Hip Hop Influences

While the Border Mexicans of the early twentieth century kept their culture alive amid a hostility through the use of corridos (Paredes 32), Balam Ajpu chooses to make protest music in a style not so associated with the dominant Spanish tradition, but that is still rooted in fighting the white American cultural hegemony (Bell 169). Hip Hop, a musical style that emerged in 1970s and 80s New York, has always been thematically concerned with the systemic racism that led to the dire social conditions African-Americans were living in (Navarro 568). It in this vein of hip hop, which offers critiques of racism, classism, and sexism that Balam Ajpu finds itself in (Navarro 568). 

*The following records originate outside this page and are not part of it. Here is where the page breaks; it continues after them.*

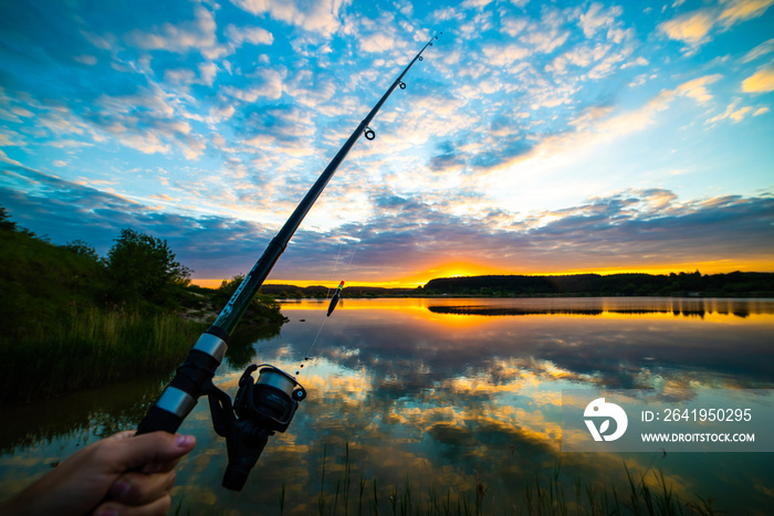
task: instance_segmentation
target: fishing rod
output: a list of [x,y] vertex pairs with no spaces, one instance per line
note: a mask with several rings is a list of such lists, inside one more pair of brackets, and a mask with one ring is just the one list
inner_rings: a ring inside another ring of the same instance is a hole
[[[226,438],[228,447],[229,465],[223,475],[223,487],[241,491],[269,436],[274,432],[287,430],[299,402],[306,398],[304,388],[286,372],[266,364],[251,365],[239,380],[239,391],[232,404],[231,398],[212,383],[215,372],[226,356],[229,336],[349,149],[360,135],[369,140],[376,137],[376,133],[369,126],[370,122],[396,87],[406,88],[404,76],[415,62],[422,61],[422,52],[432,46],[433,40],[437,39],[437,35],[432,36],[422,46],[336,152],[280,232],[271,240],[212,326],[201,334],[186,361],[177,369],[175,378],[137,428],[137,434],[158,430],[175,433],[198,399],[206,394],[212,413],[212,427],[219,435]],[[259,377],[253,381],[252,373],[255,370],[259,371]]]

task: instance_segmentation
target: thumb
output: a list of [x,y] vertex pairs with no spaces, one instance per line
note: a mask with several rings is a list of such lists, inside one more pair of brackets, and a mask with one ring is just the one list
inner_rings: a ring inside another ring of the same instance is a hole
[[112,443],[114,464],[122,471],[146,464],[163,464],[180,459],[194,450],[196,438],[168,432],[153,432],[135,436],[117,435]]

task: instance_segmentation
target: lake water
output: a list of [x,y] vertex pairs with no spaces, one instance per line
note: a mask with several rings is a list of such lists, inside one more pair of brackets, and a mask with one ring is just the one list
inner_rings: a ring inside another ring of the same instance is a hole
[[[683,503],[774,507],[770,453],[562,453],[559,427],[565,389],[774,388],[774,301],[345,298],[328,319],[326,307],[284,303],[281,335],[252,345],[254,361],[297,371],[308,398],[241,493],[220,487],[226,445],[207,402],[184,422],[199,444],[178,467],[182,514],[393,514],[404,504],[525,514],[547,499],[538,486],[563,495],[569,514],[578,499],[590,512],[589,494],[599,508],[606,494],[611,503],[615,488],[625,512],[627,468],[650,487],[660,472]],[[238,365],[216,378],[230,394]],[[133,428],[167,379],[7,409],[0,499]]]

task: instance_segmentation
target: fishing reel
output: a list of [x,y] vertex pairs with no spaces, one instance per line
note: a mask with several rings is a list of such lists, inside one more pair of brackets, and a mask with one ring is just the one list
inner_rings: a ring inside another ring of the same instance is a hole
[[[259,369],[258,380],[252,373]],[[226,438],[229,465],[223,487],[242,491],[250,471],[274,432],[287,430],[306,390],[284,371],[262,364],[249,366],[239,379],[239,391],[231,398],[213,385],[207,392],[212,427]]]

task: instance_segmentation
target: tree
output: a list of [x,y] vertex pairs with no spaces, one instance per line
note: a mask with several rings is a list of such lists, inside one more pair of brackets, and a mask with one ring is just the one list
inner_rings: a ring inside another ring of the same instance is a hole
[[100,261],[100,255],[97,254],[96,250],[83,240],[79,239],[72,242],[67,242],[67,245],[65,245],[64,248],[67,251],[77,254],[79,256],[86,256],[87,259],[93,260],[95,262]]
[[119,301],[158,305],[172,304],[191,275],[191,270],[175,260],[166,240],[130,229],[121,230],[107,253],[107,268]]
[[0,207],[0,230],[2,231],[15,231],[17,223],[11,221],[11,215],[8,214],[8,210]]

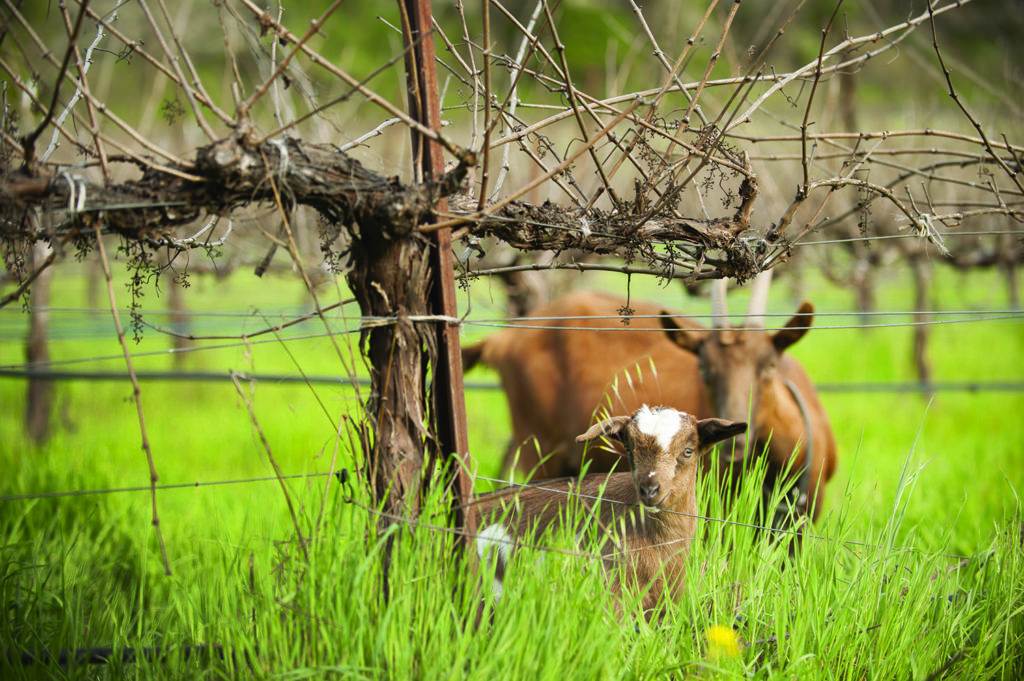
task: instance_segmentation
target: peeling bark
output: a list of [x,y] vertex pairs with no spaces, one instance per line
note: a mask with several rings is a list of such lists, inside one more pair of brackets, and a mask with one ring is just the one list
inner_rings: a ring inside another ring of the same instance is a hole
[[397,316],[397,324],[366,329],[360,337],[371,367],[367,415],[374,440],[365,452],[378,501],[394,514],[415,514],[420,474],[428,444],[425,380],[436,359],[433,323],[413,323],[411,314],[430,313],[430,258],[425,242],[408,236],[387,239],[368,230],[353,240],[348,285],[364,315]]

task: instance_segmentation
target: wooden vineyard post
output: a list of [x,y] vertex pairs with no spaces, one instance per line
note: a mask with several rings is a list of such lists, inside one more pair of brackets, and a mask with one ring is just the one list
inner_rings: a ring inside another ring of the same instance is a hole
[[[398,0],[402,16],[402,39],[406,51],[406,79],[409,88],[410,114],[431,130],[440,131],[440,97],[437,91],[437,69],[434,53],[432,11],[430,0]],[[410,46],[412,46],[410,48]],[[440,144],[425,138],[415,128],[413,164],[421,183],[437,180],[444,173]],[[447,210],[447,200],[439,199],[435,208]],[[458,304],[455,288],[455,263],[452,255],[452,229],[431,232],[430,305],[434,314],[455,318]],[[466,399],[462,381],[462,350],[459,327],[453,322],[438,322],[437,359],[433,367],[433,418],[438,448],[442,456],[456,457],[456,522],[467,539],[476,533],[476,518],[467,511],[466,502],[472,496],[469,476],[469,439],[466,428]]]

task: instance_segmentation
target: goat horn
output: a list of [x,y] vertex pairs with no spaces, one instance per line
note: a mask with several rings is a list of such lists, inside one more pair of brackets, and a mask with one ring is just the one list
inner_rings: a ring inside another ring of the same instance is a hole
[[751,304],[746,308],[749,317],[745,326],[764,327],[765,308],[768,306],[768,289],[771,287],[771,269],[766,269],[754,278],[751,286]]
[[729,326],[729,307],[725,303],[725,293],[729,289],[726,279],[717,279],[711,283],[711,326],[713,329],[724,329]]

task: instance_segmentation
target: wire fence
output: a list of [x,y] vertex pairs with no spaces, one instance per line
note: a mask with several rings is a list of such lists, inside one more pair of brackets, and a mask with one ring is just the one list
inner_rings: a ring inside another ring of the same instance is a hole
[[[325,376],[310,374],[247,374],[234,373],[242,381],[255,381],[267,385],[273,384],[313,384],[349,387],[353,379],[343,376]],[[136,371],[139,381],[179,382],[179,383],[229,383],[231,374],[227,372],[210,371]],[[109,371],[49,371],[42,369],[0,369],[0,378],[33,379],[45,381],[86,381],[86,382],[123,382],[129,379],[128,372]],[[354,379],[359,386],[370,386],[368,377]],[[498,391],[501,383],[493,381],[465,381],[466,390]],[[1024,378],[1005,381],[935,381],[922,383],[920,381],[844,381],[817,382],[814,384],[818,392],[834,393],[932,393],[932,392],[1024,392]]]
[[[815,315],[856,315],[856,312],[825,312],[825,313],[814,313]],[[916,320],[908,322],[883,322],[883,323],[871,323],[871,324],[851,324],[851,325],[817,325],[813,326],[811,324],[807,326],[788,326],[788,327],[778,327],[778,326],[766,326],[758,327],[762,331],[781,331],[782,329],[790,330],[800,330],[800,329],[814,329],[822,331],[837,331],[837,330],[855,330],[855,329],[897,329],[897,328],[914,328],[914,327],[939,327],[939,326],[951,326],[951,325],[964,325],[964,324],[980,324],[989,322],[1015,322],[1024,321],[1024,311],[1014,310],[1014,309],[998,309],[998,310],[933,310],[931,312],[918,312],[918,311],[883,311],[879,315],[890,315],[890,314],[905,314],[913,316],[923,316],[928,314],[935,314],[942,318],[937,320]],[[958,315],[953,318],[948,318],[952,315]],[[404,322],[413,323],[430,323],[430,324],[452,324],[462,326],[464,328],[481,328],[481,329],[512,329],[512,330],[544,330],[544,331],[565,331],[565,332],[608,332],[608,333],[664,333],[664,330],[653,327],[637,327],[628,324],[631,320],[638,318],[652,318],[652,317],[673,317],[673,318],[691,318],[693,315],[689,314],[676,314],[676,313],[662,313],[662,314],[640,314],[640,315],[561,315],[561,316],[544,316],[544,317],[490,317],[490,318],[462,318],[457,320],[454,317],[449,317],[445,315],[417,315],[417,316],[406,316],[406,317],[388,317],[388,316],[353,316],[353,317],[342,317],[346,322],[359,323],[357,328],[344,327],[341,329],[328,329],[324,332],[315,332],[309,334],[293,334],[289,336],[283,336],[280,338],[271,339],[261,339],[261,338],[250,338],[252,335],[257,333],[265,333],[266,330],[261,330],[260,332],[250,332],[249,334],[241,333],[238,336],[231,336],[231,338],[238,338],[237,341],[227,343],[218,343],[214,345],[194,345],[188,347],[171,347],[163,348],[159,350],[141,350],[137,352],[132,352],[132,357],[146,357],[146,356],[161,356],[161,355],[173,355],[173,354],[187,354],[193,352],[202,352],[209,350],[219,350],[219,349],[231,349],[239,347],[249,347],[253,345],[259,345],[264,343],[286,343],[295,342],[301,340],[311,340],[319,338],[329,338],[335,335],[345,335],[345,334],[355,334],[361,333],[362,331],[386,325],[393,325]],[[723,316],[723,315],[697,315],[697,316]],[[761,317],[761,316],[793,316],[792,313],[769,313],[766,315],[760,314],[736,314],[729,315],[730,317]],[[808,315],[811,316],[811,315]],[[306,318],[314,318],[310,316],[309,313],[300,315],[296,317],[301,322],[305,322]],[[583,325],[562,325],[556,326],[553,324],[527,324],[531,320],[541,320],[545,322],[584,322],[584,321],[611,321],[620,320],[624,322],[620,326],[583,326]],[[295,320],[286,322],[284,324],[292,324]],[[269,330],[275,330],[283,327],[284,324],[279,325],[279,327],[272,327]],[[166,330],[156,329],[158,333],[166,332]],[[182,336],[181,334],[176,334]],[[183,336],[189,340],[201,341],[202,337],[199,336]],[[217,340],[225,338],[224,336],[216,337]],[[94,361],[111,361],[111,360],[123,360],[123,354],[103,354],[103,355],[93,355],[87,357],[75,357],[66,359],[50,359],[48,361],[38,361],[29,365],[0,365],[0,369],[5,370],[30,370],[30,369],[42,369],[48,367],[66,367],[77,364],[89,364]]]
[[[601,475],[601,474],[598,473],[597,475]],[[229,486],[229,485],[252,484],[252,483],[259,483],[259,482],[271,482],[271,481],[282,481],[282,480],[323,479],[323,478],[326,478],[326,477],[335,477],[335,478],[338,479],[338,481],[342,485],[347,484],[347,480],[349,479],[348,471],[346,469],[344,469],[344,468],[340,468],[340,469],[334,470],[334,471],[317,471],[317,472],[309,472],[309,473],[290,473],[290,474],[282,474],[282,475],[264,475],[264,476],[247,477],[247,478],[227,478],[227,479],[217,479],[217,480],[196,480],[196,481],[190,481],[190,482],[170,482],[170,483],[157,484],[155,486],[156,486],[157,491],[196,490],[196,488],[202,488],[202,487],[222,487],[222,486]],[[475,480],[483,480],[483,481],[490,482],[490,483],[494,483],[494,484],[505,485],[504,490],[538,490],[538,491],[542,491],[542,492],[548,492],[548,493],[552,493],[552,494],[561,495],[561,496],[565,497],[566,499],[568,499],[568,498],[578,498],[578,499],[585,499],[585,500],[588,500],[588,501],[593,501],[593,502],[596,502],[598,504],[613,504],[613,505],[616,505],[616,506],[626,506],[626,507],[635,506],[634,504],[631,504],[629,502],[625,502],[625,501],[621,501],[621,500],[616,500],[616,499],[610,499],[610,498],[607,498],[607,497],[601,497],[601,496],[595,496],[595,495],[588,495],[588,494],[585,494],[585,493],[580,492],[578,490],[571,490],[568,486],[566,486],[565,488],[558,487],[558,486],[553,486],[553,483],[554,483],[553,480],[540,480],[540,481],[536,481],[536,482],[516,482],[516,481],[513,481],[513,480],[508,480],[508,479],[503,479],[503,478],[488,477],[488,476],[479,475],[479,474],[476,474],[473,477],[475,478]],[[42,501],[42,500],[49,500],[49,499],[68,499],[68,498],[81,498],[81,497],[100,497],[100,496],[108,496],[108,495],[120,495],[120,494],[132,494],[132,493],[152,493],[153,488],[154,488],[153,485],[144,484],[144,485],[128,485],[128,486],[120,486],[120,487],[98,487],[98,488],[91,488],[91,490],[44,491],[44,492],[36,492],[36,493],[10,494],[10,495],[2,495],[2,496],[0,496],[0,503],[31,502],[31,501]],[[503,490],[498,490],[496,492],[502,493]],[[470,502],[468,502],[462,508],[465,510],[466,508],[469,508],[469,507],[477,504],[480,499],[481,499],[480,497],[477,497],[477,498],[471,500]],[[443,534],[449,534],[449,535],[456,535],[456,536],[462,537],[464,539],[471,539],[471,540],[480,539],[482,537],[482,535],[480,533],[470,533],[470,531],[464,529],[463,527],[455,527],[455,526],[449,526],[449,525],[438,525],[438,524],[434,524],[434,523],[430,523],[430,522],[424,521],[424,520],[422,520],[420,518],[412,518],[412,517],[408,517],[408,516],[403,516],[403,515],[398,515],[398,514],[394,514],[394,513],[388,513],[386,511],[382,511],[382,510],[380,510],[378,508],[375,508],[375,507],[373,507],[371,505],[367,505],[367,504],[360,503],[357,500],[355,500],[351,495],[346,496],[345,499],[344,499],[344,501],[345,501],[345,503],[350,504],[350,505],[354,505],[357,508],[360,508],[364,511],[367,511],[368,513],[371,513],[371,514],[374,514],[374,515],[376,515],[378,517],[386,518],[388,520],[392,520],[392,521],[395,521],[395,522],[401,522],[403,524],[408,524],[411,527],[423,527],[423,528],[428,529],[430,531],[443,533]],[[919,548],[919,547],[913,547],[913,546],[891,546],[891,545],[876,544],[876,543],[871,543],[871,542],[864,542],[864,541],[861,541],[861,540],[839,539],[839,538],[834,538],[834,537],[827,537],[825,535],[818,535],[818,534],[807,531],[804,526],[798,526],[798,527],[776,527],[776,526],[773,526],[773,525],[761,524],[761,523],[756,523],[756,522],[745,522],[745,521],[742,521],[742,520],[734,520],[734,519],[730,519],[730,518],[719,518],[719,517],[716,517],[716,516],[705,515],[705,514],[700,514],[700,513],[686,513],[686,512],[683,512],[683,511],[677,511],[677,510],[669,509],[669,508],[658,509],[658,513],[665,513],[665,514],[668,514],[668,515],[677,515],[677,516],[681,516],[681,517],[687,517],[687,518],[692,518],[692,519],[696,519],[696,520],[701,520],[701,521],[705,521],[705,522],[720,523],[720,524],[734,526],[734,527],[742,527],[742,528],[746,528],[746,529],[756,529],[758,531],[766,531],[766,533],[770,533],[770,534],[776,535],[776,536],[793,537],[794,539],[797,539],[797,540],[808,540],[809,539],[809,540],[813,540],[815,542],[823,542],[823,543],[828,543],[828,544],[840,544],[840,545],[843,545],[843,546],[856,547],[856,548],[860,548],[860,549],[885,550],[885,551],[888,552],[889,555],[894,555],[894,554],[897,554],[897,553],[919,553],[919,554],[928,554],[928,555],[938,555],[938,556],[942,556],[942,557],[945,557],[945,558],[951,558],[951,559],[957,559],[957,560],[966,560],[966,559],[970,559],[970,558],[973,557],[973,556],[967,555],[967,554],[950,553],[950,552],[946,552],[946,551],[928,551],[928,550],[925,550],[925,549],[922,549],[922,548]],[[492,536],[486,536],[485,539],[488,542],[506,543],[506,544],[509,544],[509,545],[515,545],[516,547],[524,547],[524,548],[529,548],[531,550],[537,550],[537,551],[542,551],[542,552],[558,553],[558,554],[561,554],[561,555],[570,555],[570,556],[583,557],[583,558],[588,558],[588,559],[592,559],[592,560],[600,560],[600,561],[604,561],[604,560],[607,560],[609,558],[622,557],[623,555],[625,555],[625,553],[623,553],[622,551],[620,553],[596,554],[596,553],[590,553],[590,552],[585,552],[585,551],[573,551],[573,550],[563,549],[563,548],[559,548],[559,547],[550,547],[550,546],[537,545],[537,544],[524,544],[524,543],[522,543],[520,541],[517,541],[517,540],[501,539],[501,538],[495,538],[495,537],[492,537]],[[676,539],[676,540],[669,540],[669,541],[667,541],[667,542],[665,542],[663,544],[659,544],[658,546],[659,547],[660,546],[671,546],[671,545],[674,545],[674,544],[681,544],[681,543],[685,543],[685,542],[689,542],[689,541],[690,541],[690,538],[686,537],[686,538],[680,538],[680,539]],[[640,551],[640,550],[644,550],[644,549],[632,549],[632,550],[627,551],[626,553]]]

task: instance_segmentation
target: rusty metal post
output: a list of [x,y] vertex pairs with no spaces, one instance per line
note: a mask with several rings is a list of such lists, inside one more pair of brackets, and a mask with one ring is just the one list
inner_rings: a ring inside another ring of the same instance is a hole
[[[398,0],[402,14],[402,37],[406,52],[406,79],[409,87],[410,114],[431,130],[440,131],[440,97],[437,91],[437,68],[434,52],[430,0]],[[426,139],[416,130],[413,134],[413,163],[417,180],[429,182],[444,173],[440,144]],[[447,200],[440,199],[438,211],[447,210]],[[452,255],[452,230],[439,229],[431,244],[431,307],[434,314],[458,316],[455,288],[455,262]],[[434,418],[438,444],[443,455],[455,456],[457,479],[456,522],[467,535],[476,531],[476,518],[463,512],[472,496],[469,478],[469,439],[466,432],[466,399],[462,383],[462,350],[459,327],[438,323],[437,364],[433,368]]]

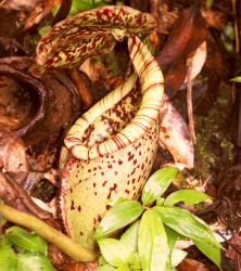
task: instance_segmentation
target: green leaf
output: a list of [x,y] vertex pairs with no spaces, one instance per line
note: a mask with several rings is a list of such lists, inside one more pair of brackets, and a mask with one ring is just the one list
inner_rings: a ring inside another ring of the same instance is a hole
[[115,271],[116,268],[113,268],[111,264],[103,264],[101,267],[98,267],[96,271]]
[[117,268],[118,271],[129,271],[129,264],[123,263]]
[[152,209],[141,218],[138,250],[143,270],[166,270],[169,256],[167,236],[160,217]]
[[172,266],[177,267],[186,258],[187,255],[187,251],[174,248],[174,250],[172,251]]
[[16,256],[11,244],[5,238],[0,238],[0,271],[15,271]]
[[194,240],[193,242],[195,246],[220,269],[220,248],[205,240]]
[[98,241],[98,244],[102,256],[113,267],[127,263],[127,259],[131,255],[131,250],[115,238],[102,238]]
[[130,248],[131,253],[137,251],[138,234],[139,234],[140,221],[135,222],[127,229],[122,237],[120,242]]
[[179,202],[183,202],[185,205],[192,205],[201,203],[207,198],[210,198],[210,196],[200,191],[179,190],[166,197],[164,206],[174,206],[176,203]]
[[114,205],[98,225],[96,238],[104,237],[134,222],[142,211],[143,207],[136,201],[125,201]]
[[155,206],[153,209],[160,215],[163,223],[179,234],[193,241],[205,241],[217,248],[221,247],[213,236],[208,225],[204,221],[195,219],[190,211],[178,207]]
[[54,271],[51,261],[40,254],[18,254],[16,259],[17,271]]
[[140,256],[138,253],[134,253],[130,255],[128,259],[129,266],[134,270],[140,270],[141,269],[141,261],[140,261]]
[[241,82],[241,76],[234,77],[230,81]]
[[169,186],[173,179],[178,172],[176,167],[166,167],[157,170],[147,181],[142,191],[141,201],[144,205],[152,204],[157,199]]
[[166,232],[166,235],[167,235],[169,250],[172,251],[174,249],[174,246],[175,246],[175,244],[177,242],[177,238],[180,236],[180,234],[178,234],[177,232],[173,231],[167,225],[164,225],[164,227],[165,227],[165,232]]
[[29,233],[20,227],[11,227],[5,233],[14,245],[28,251],[47,254],[47,243],[39,235]]

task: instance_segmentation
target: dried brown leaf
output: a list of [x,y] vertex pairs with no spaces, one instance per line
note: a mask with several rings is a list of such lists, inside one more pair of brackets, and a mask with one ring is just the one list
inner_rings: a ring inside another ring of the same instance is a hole
[[192,168],[194,147],[188,126],[166,95],[160,113],[160,143],[165,145],[175,162]]
[[156,55],[165,75],[165,88],[174,94],[187,75],[187,59],[206,38],[206,25],[200,7],[183,9],[176,21],[163,50]]
[[186,258],[178,266],[178,271],[210,271],[210,269],[198,260]]
[[26,172],[25,145],[13,132],[0,131],[0,168],[8,172]]

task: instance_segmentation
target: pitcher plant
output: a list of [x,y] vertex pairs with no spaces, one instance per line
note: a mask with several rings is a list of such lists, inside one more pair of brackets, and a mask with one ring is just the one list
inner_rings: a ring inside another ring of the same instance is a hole
[[61,154],[63,224],[89,249],[109,199],[139,197],[157,150],[163,75],[137,36],[154,27],[148,13],[103,7],[60,22],[37,48],[38,64],[56,68],[106,53],[124,38],[128,42],[134,74],[76,120]]

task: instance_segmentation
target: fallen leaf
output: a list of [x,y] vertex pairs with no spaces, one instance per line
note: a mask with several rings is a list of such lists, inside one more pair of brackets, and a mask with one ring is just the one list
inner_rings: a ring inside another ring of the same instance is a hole
[[181,263],[177,267],[177,270],[178,271],[210,271],[210,269],[207,269],[204,263],[198,260],[190,259],[190,258],[183,259]]
[[25,29],[29,29],[34,25],[37,25],[46,15],[51,13],[52,9],[60,2],[61,0],[37,1],[31,8],[30,15],[25,24]]
[[8,172],[26,172],[24,142],[13,132],[0,131],[0,168]]
[[168,150],[176,163],[192,168],[194,147],[188,126],[167,95],[164,95],[164,103],[160,111],[160,144]]
[[183,83],[187,75],[187,59],[206,38],[206,25],[200,7],[183,9],[176,21],[164,48],[156,60],[164,72],[165,89],[173,95]]

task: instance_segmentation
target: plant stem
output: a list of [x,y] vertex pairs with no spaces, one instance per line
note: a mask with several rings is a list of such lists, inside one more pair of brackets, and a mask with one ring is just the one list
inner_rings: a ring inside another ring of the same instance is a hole
[[88,262],[96,259],[96,255],[93,251],[84,248],[80,244],[75,243],[62,232],[55,230],[54,228],[50,227],[42,220],[31,215],[16,210],[4,204],[0,204],[0,215],[2,215],[7,220],[11,222],[33,230],[77,261]]

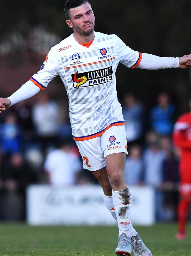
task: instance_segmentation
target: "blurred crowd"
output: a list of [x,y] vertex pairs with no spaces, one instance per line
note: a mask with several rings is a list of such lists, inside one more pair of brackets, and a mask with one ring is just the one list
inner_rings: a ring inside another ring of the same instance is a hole
[[[46,92],[21,102],[0,116],[0,220],[24,220],[30,184],[97,184],[73,140],[68,107]],[[172,135],[177,117],[169,95],[161,92],[146,111],[131,93],[122,102],[128,142],[128,185],[149,185],[155,193],[158,221],[176,218],[179,152]]]

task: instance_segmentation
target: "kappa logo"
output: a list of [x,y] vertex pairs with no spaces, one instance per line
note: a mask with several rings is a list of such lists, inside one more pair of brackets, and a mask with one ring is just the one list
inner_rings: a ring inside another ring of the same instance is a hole
[[113,208],[113,207],[112,207],[112,208],[111,208],[111,209],[110,209],[110,211],[115,211],[115,208]]
[[129,225],[130,224],[130,221],[125,221],[125,222],[122,222],[121,221],[119,222],[119,224],[121,224],[122,225]]
[[66,50],[66,49],[68,49],[71,46],[71,45],[67,45],[67,46],[65,46],[62,48],[60,48],[59,49],[58,49],[58,50],[59,52],[61,52],[61,51],[63,51],[63,50]]
[[120,149],[120,146],[114,146],[113,147],[108,148],[108,150],[110,150],[110,149]]
[[112,67],[88,72],[78,73],[78,71],[71,75],[73,86],[78,89],[95,84],[107,83],[112,80],[113,71]]

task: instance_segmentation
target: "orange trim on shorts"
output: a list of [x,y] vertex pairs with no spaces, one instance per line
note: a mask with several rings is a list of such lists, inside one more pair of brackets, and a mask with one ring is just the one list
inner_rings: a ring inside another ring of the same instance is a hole
[[90,135],[90,136],[88,136],[86,137],[83,137],[83,138],[76,138],[73,136],[73,138],[75,141],[86,141],[87,140],[90,140],[90,139],[93,139],[94,138],[96,138],[96,137],[98,137],[102,135],[104,133],[105,131],[106,130],[108,130],[110,127],[112,126],[118,126],[118,125],[125,125],[125,122],[123,122],[122,123],[114,123],[113,124],[110,125],[104,129],[103,131],[102,131],[99,133],[97,133],[96,134],[94,134],[93,135]]
[[135,64],[135,65],[134,66],[133,66],[131,68],[132,69],[135,69],[136,67],[137,67],[138,66],[139,63],[140,63],[140,61],[141,60],[142,58],[142,53],[140,53],[140,56],[139,56],[139,60],[138,60],[137,62]]

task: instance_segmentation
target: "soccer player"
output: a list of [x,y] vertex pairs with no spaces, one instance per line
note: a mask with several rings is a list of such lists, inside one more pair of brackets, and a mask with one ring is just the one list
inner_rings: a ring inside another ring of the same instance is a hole
[[182,115],[176,121],[173,139],[180,151],[179,166],[181,197],[177,209],[177,239],[186,237],[186,223],[191,203],[191,100],[190,112]]
[[118,222],[116,254],[130,255],[133,249],[135,256],[151,255],[130,221],[131,194],[124,177],[127,141],[115,71],[119,62],[132,69],[187,68],[191,55],[179,58],[142,54],[115,35],[94,32],[87,0],[67,0],[65,11],[73,33],[51,48],[29,81],[8,98],[0,98],[0,112],[44,90],[59,75],[68,96],[73,135],[84,168],[98,180],[106,206]]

Hip hop as a genre has never been more popular, and it has spread from New York to all over the world. But while secure language traditions such as Japanese and German have produced hip hop which outright copies its American predecessor, the group Balam Ajpu more faithfully adhere to hip hop’s founding ideology. The rappers are proponents of “keeping it real,” an ideological concept within hip hop stating that the music one makes should conform to local identity and language in order to accurately reflect the community one came up in (Barrett 145). Balam Ajpu accomplishes this by sampling local sounds to make their beats, writing their verses in the variety of Maya dialects present around Lake Atitlán (Bell 169), and structuring their bars in the style of traditional Maya poetry (Barrett 145). While recontextualizing hip hop to their own scene, Balam Ajpu continue to pay homage to the pioneers of the style. They connect their own use of the Maya language, which lacks prestige in Guatemala, with the first rappers writing in their own denigrated vernacular, African American Vernacular English (Barrett 145). Balam Ajpu see themselves as a continuation of the struggle for civil rights that African Americans started in the 1960s-80s (Barrett 147).